To MS Azure Data Factory
MS Azure does not handle SPARQL. It is therefore necessary to export the dataflow in another format: I chose as a JSON feed. The good practices ask to import it into a JSON file in an Azure blob storage before transforming it into another file format. Finally, I chose PARQUET as an an handier end file format.
- Create a new pipeline in Azure Data Factory
- To copy the JSON feed into a JSON file
- Mention Wikidata time limit: 60 seconds; retry after 120seconds
- Import its schema
- Source: create a new datasource with a GET connection to HTTP anonymous URL
- as base URL https://query.wikidata.org/
- as relative URL as REST in JSON format and the SPARQL query
- and a header to announce you’re not a bot; for example:
- User-Agent : AzureLearning/0.0 (https://www.aubertm.me marina@aubertm.me)
- Destination: create a storage account then a blob container to store the JSON output dataset.
- Map the source fields for the destination fields.
- /!\ Important: validate all, publish all, then import a second time the output dataset format.
Then again : validate all, publish all
Validate the pipeline, Validate runtime, Debug - Create a second pipeline in Azure Data Factory
- To copy and flatten the JSON file into a PARQUET file
- Source: the JSON file you just created
- Destination: you can use the same blob container as before.
- again :
/!\ Important: validate all, publish all, then import a second time the output dataset format.
Then again : validate all, publish all
Validate the pipeline, Validate runtime, Debug
You can visualize data from the datasets.
To AWS Glue
AWS does not handle SPARQL either. Let’s keep on using our Wikidata’s JSON feed.
- In AWS Glue Studio, configure IAM
- In Amazon S3 storage, create a bucket and its endpoint
- In AWS Glue Studio,
- create a Python notebook to connect the Wikidata’s JSON feed to the S3 storage space
- create a Visual ETL
- Source: select the S3 location of the JSON file you just created with the notebook; pick JSON format
/!\ leave Recursive blank - Transform: Flatten
- Target: same S3 location; pick PARQUET format
- Source: select the S3 location of the JSON file you just created with the notebook; pick JSON format
- Hit RUN
- Vizualise your new PARQUET file in S3 container
To GCP
Google Cloud Service only accepts TSV files, but then Wikidata refuses the googlebot’s request.

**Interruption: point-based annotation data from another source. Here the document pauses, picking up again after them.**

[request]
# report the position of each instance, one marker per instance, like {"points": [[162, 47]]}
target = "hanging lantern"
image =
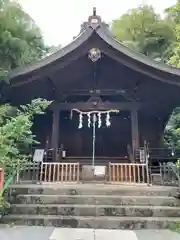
{"points": [[94, 54]]}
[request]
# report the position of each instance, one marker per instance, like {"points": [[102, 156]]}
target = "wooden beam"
{"points": [[100, 106]]}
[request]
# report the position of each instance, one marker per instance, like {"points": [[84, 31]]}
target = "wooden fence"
{"points": [[59, 172], [128, 173]]}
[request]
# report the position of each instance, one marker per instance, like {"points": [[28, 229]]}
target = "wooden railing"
{"points": [[59, 172], [128, 173], [29, 173]]}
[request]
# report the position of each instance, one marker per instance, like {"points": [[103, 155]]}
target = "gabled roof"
{"points": [[135, 60]]}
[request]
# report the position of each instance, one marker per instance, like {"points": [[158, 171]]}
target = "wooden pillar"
{"points": [[55, 129], [134, 130]]}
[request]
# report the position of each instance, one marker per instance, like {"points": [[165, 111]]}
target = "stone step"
{"points": [[94, 210], [92, 222], [93, 189], [96, 200]]}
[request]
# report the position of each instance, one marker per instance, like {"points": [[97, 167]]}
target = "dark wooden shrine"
{"points": [[96, 72]]}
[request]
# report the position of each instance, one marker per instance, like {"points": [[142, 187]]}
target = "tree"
{"points": [[144, 31], [21, 41], [172, 130], [16, 133], [174, 12]]}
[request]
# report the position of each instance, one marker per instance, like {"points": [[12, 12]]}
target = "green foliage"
{"points": [[16, 133], [175, 227], [172, 131], [144, 31], [21, 41], [4, 206]]}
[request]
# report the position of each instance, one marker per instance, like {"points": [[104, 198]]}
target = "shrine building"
{"points": [[130, 95]]}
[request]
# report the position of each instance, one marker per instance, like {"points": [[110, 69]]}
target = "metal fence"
{"points": [[59, 172]]}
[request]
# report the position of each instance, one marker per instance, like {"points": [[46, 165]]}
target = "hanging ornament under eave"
{"points": [[80, 121], [89, 120], [95, 114], [108, 123], [99, 120]]}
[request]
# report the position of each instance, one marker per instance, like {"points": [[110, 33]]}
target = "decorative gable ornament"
{"points": [[94, 54]]}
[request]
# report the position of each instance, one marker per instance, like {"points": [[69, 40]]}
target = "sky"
{"points": [[60, 20]]}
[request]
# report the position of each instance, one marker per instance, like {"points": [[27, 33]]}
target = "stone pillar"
{"points": [[134, 130], [55, 130]]}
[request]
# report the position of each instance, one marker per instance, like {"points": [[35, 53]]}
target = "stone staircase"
{"points": [[93, 206]]}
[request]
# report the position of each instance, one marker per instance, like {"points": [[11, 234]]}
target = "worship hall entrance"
{"points": [[109, 141]]}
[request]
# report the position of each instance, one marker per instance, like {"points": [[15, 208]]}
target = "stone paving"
{"points": [[48, 233]]}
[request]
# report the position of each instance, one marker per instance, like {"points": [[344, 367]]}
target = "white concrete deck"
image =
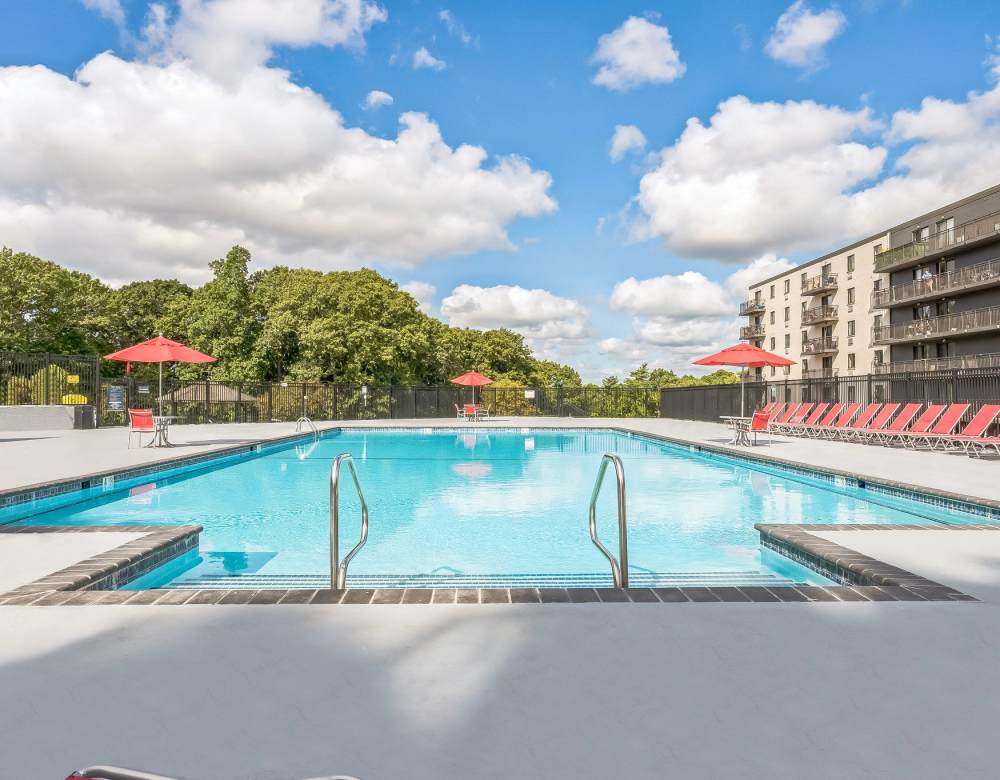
{"points": [[824, 690]]}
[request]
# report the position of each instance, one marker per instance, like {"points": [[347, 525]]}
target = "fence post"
{"points": [[97, 391]]}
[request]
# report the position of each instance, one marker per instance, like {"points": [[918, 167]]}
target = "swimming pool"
{"points": [[482, 506]]}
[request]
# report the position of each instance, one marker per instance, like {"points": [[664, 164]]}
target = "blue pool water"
{"points": [[479, 502]]}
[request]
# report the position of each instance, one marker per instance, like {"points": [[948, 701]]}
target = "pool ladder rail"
{"points": [[619, 567], [338, 568]]}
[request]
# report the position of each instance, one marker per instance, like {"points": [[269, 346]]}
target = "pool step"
{"points": [[636, 580]]}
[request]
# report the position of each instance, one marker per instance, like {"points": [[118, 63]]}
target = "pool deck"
{"points": [[719, 690]]}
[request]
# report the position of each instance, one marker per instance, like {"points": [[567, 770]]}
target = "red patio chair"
{"points": [[863, 419], [140, 421], [796, 429], [904, 418], [943, 427], [877, 423], [817, 428]]}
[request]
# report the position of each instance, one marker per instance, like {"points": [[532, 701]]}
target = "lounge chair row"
{"points": [[909, 425]]}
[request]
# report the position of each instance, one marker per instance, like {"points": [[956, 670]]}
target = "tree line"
{"points": [[276, 324]]}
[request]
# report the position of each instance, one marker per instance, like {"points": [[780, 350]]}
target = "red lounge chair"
{"points": [[842, 422], [863, 419], [973, 432], [904, 418], [943, 427], [923, 423], [878, 422], [140, 421], [809, 422], [816, 428], [795, 419]]}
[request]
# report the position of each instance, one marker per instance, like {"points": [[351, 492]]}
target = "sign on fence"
{"points": [[116, 398]]}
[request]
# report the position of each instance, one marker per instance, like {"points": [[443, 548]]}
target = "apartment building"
{"points": [[818, 313], [922, 295], [941, 306]]}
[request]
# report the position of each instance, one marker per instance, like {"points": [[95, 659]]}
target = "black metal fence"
{"points": [[973, 386], [214, 401], [48, 379]]}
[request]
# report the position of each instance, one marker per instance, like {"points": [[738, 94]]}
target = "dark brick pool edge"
{"points": [[862, 578]]}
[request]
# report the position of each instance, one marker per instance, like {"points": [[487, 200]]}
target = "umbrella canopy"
{"points": [[746, 356], [159, 350], [472, 379]]}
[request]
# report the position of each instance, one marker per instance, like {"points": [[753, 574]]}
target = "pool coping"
{"points": [[863, 578]]}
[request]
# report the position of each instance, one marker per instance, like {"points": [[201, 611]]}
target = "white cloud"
{"points": [[423, 59], [685, 295], [626, 138], [799, 175], [227, 38], [110, 9], [639, 52], [760, 176], [535, 313], [799, 37], [377, 98], [423, 293], [764, 267], [150, 168], [455, 29]]}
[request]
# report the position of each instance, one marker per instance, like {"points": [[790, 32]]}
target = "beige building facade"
{"points": [[819, 314]]}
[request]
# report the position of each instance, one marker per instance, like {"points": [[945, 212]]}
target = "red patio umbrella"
{"points": [[159, 350], [472, 379], [745, 356]]}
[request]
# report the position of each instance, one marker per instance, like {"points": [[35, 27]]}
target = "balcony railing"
{"points": [[979, 275], [987, 360], [819, 346], [947, 325], [819, 373], [819, 314], [752, 307], [818, 284], [905, 254]]}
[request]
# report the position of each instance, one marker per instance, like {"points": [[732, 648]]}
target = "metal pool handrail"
{"points": [[619, 568], [338, 568]]}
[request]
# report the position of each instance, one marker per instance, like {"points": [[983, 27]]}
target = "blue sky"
{"points": [[848, 83]]}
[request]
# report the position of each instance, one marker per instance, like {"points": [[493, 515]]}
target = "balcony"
{"points": [[987, 360], [946, 326], [819, 346], [960, 236], [817, 284], [819, 314], [964, 279]]}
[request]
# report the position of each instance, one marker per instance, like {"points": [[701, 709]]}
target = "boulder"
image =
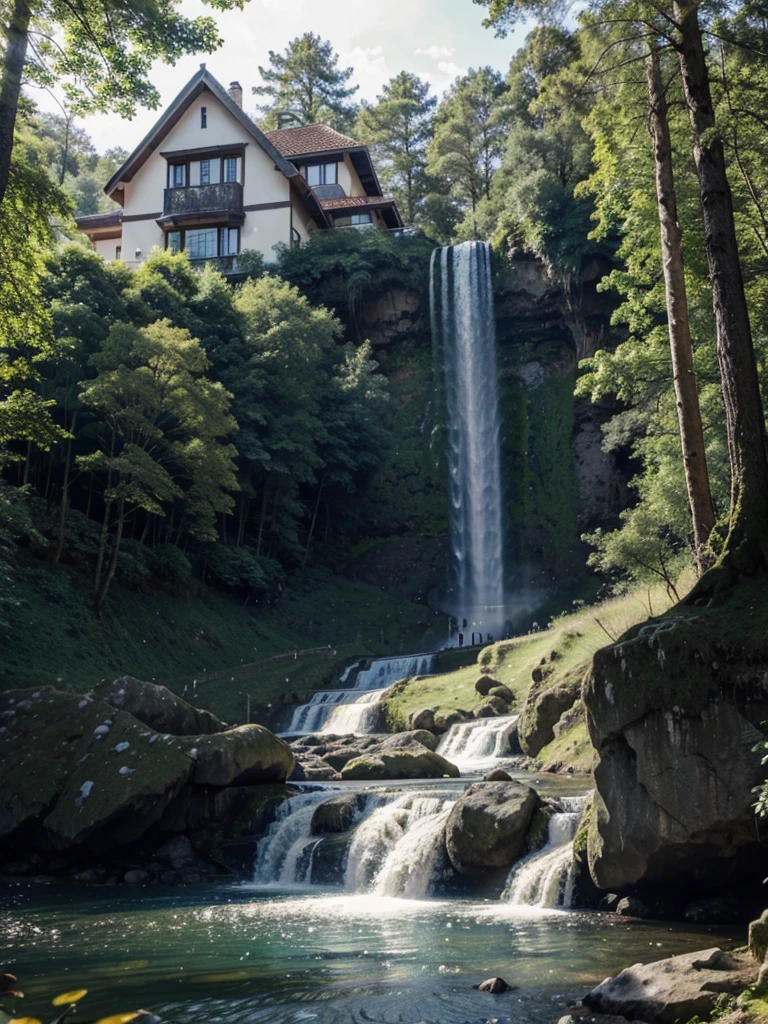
{"points": [[674, 989], [543, 710], [157, 707], [404, 739], [502, 691], [245, 755], [487, 825], [494, 985], [336, 815], [484, 684], [415, 762], [423, 719], [759, 937], [675, 710], [444, 719], [491, 708]]}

So I had to go through BigQuery Studio throught a Python request.
- In Cloud Storage, create a bucket
- In BigQuery Studio,
- create a Python notebook to transfer the Wikidata’s JSON feed to your bucket as JSON file
- create a dataset and table from the JSON file, with automatic detection of its scheme
- export the new table to Google Cloud Storage as a PARQUET file
- Download your files in Google Cloud Storage, and vizualise them locally
My conclusion
Criteria | MS Azure | AWS Glue | GCP |
---|---|---|---|
Direct connection to the feed | No: from JSON feed to JSON file | Yes: work directly from the JSON feed | No: from JSON feed to JSON file |
Data vizualisation | Yes: from input feed to output dataset | Yes: only output dataset | No: have to download output dataset |
Easy to manipulate | Yes, but details to validate and deploy again and again | Yes, but still with some specific terms to learn | Yes, but a bunch of old tools in the way |
AWS Glue’s visual interface is much easier to understand than the multiple validations and publications needed in MS Azure Data Factory, or the estonishing non-web native manipulation in GCP.